The second part of this retrospective focuses on the artist’s performances and draws together essential documents that constitute all manner of evocative fragments of bygone events. Illuminating comparisons are undertaken: a booklet presents the detail of the date of Saturday 11 March 1978, bringing in for Dissolution dans l’eau. Pont Marie. 17 heures, alongside L. Lublin, Françoise Janicot, Elisa Tan, Claude Torey, and Nil Yalter, or the banner of Interrogations sur l’art [Questions About Art] (1974), with participants’ videos and photographs.

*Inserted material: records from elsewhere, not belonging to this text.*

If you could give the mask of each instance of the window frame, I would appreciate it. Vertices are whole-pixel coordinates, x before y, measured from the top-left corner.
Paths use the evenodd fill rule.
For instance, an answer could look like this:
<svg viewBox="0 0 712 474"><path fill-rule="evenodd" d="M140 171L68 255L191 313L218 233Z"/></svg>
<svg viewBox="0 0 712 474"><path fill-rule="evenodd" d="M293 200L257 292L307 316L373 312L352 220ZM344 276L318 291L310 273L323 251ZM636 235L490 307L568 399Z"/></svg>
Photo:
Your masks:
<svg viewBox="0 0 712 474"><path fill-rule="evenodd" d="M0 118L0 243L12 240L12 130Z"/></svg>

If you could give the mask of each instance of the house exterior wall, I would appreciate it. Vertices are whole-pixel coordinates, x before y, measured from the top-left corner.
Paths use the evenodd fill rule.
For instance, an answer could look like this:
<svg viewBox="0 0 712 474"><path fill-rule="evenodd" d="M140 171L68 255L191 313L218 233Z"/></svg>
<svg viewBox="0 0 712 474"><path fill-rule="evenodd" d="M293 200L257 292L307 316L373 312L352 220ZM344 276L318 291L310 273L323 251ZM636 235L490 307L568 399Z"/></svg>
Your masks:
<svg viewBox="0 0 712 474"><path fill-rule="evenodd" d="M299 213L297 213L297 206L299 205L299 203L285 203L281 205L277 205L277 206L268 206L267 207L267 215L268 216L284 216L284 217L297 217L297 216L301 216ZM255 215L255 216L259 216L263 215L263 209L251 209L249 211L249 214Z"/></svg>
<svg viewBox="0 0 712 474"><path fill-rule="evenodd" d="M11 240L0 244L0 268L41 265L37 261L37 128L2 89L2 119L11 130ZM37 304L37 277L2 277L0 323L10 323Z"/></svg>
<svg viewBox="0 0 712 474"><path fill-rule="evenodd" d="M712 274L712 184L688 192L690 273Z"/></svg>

These associations help to ‘mentally’ reactivate the actions, to restore their power of conviction. Other actions, particularly those undertaken in South America, are evoked more discreetly. A few additional pieces of information concerning the Argentinian context of the Torcuato di Tella Institute, the Centro de Arte y Comunicación (where Flor de Ducha [Flower-Shower] was shown in 1970), or explanations concerning political shifts during this period would perhaps have given greater focus to the elements exhibited. Furthermore, wouldn’t it have been preferable for Culture: dedans/dehors le musée [Culture: Inside/Outside the Museum] (1971) to be visually present, given that it is mentioned several times in the texts? Both the absences and the selection itself remind us of the infinite diversity of L. Lublin’s multifaceted and political practice, which merits ongoing rediscovery.
Lea Lublin, from 27 April to 16 September 2018, at the Centro Andaluz de Arte Contemporáneo (Seville, Spain).